INBOUND/OUTSOURCED

Global Assemblages
Our everyday space and lives are surrounded by the vestiges of outsourced production: a garment you are currently wearing with the ‘Made in China’ label; a Nike Air that is designed in Oregon, made of fifty-two components arriving from five countries and assembled in South Korea; the manager you talk to on the phone regarding your Hertz rental car upgrade sitting in Bangalore speaking with a perfect American accent. The Fuji apple you enjoy, originally derived from two American apple varieties, was genetically altered at the Tohoku Research Station in Morioka, Japan in the late 1930’s. In the United States, even electricity used to illuminate Manhattan’s Times Square is sourced from Canada. In the healthcare industry, radiology scans are diagnosed overseas and sent back to a physician in the UK in a near real-time environment. Corporate architecture firms outsource drawing and CAD work to operators in India to reduce costs.
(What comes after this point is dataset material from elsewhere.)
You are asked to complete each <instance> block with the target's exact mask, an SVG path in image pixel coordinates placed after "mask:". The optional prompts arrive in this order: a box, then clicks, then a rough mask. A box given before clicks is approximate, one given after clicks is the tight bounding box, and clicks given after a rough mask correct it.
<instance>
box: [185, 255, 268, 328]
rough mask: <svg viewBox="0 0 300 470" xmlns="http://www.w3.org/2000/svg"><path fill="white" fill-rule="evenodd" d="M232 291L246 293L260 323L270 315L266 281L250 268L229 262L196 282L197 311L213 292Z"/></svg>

You can outsource a video game character to China to be played around-the-clock, gaining skills and attributes so you can begin at a more advanced level. Outsourcing is not just a way to do business; it is a way of life.

Inbound Products
The unit will begin the year-long investigation by analyzing specific everyday products, from microchips to fruit, tracing the linkages the products have to more intricate systems. The researched patterns, facts and statistics may also reveal hierarchies, priorities, inequalities, and nuances in the system of global production. Continuing the inquiry, students will design a display unit of the product and develop a presentation strategy for the research uncovered during the investigation.

Outsource Agency
A site visit to Hong Kong is scheduled end of autumn from Dec 3rd-14th, with visits to manufacturing spaces in China. These generic facilities are flexible in nature and react swiftly to market demand, allowing for the transference of work from one sector to another. The necessity for economic survival creates highly contested conditions that are defined not only by geographical location, but by a diverse combination of factors such as language, education, trade politics, human rights, policy-making and communication.

Parent companies commonly have offices in developed countries with back offices operating around the globe. In response to this tendency, the unit will focus on designing a Hong Kong ‘agency’ that functions as an anchor, display and meeting space for a more distant workforce. Addressing issues of identity for the corporation, this architectural space acts as a mediation between the global and local, the front and back office. Whilst the design is pursued we will launch into debate about designing and respecting the local neighborhood fabric of HK, whilst raising questions about development and planning issues that are facing rapidly changing global cities. In utilizing custom real-time software, the project will culminate with the design of a façade system, a site where branding, consumerism, display, and information collapse to form a technologically driven surface.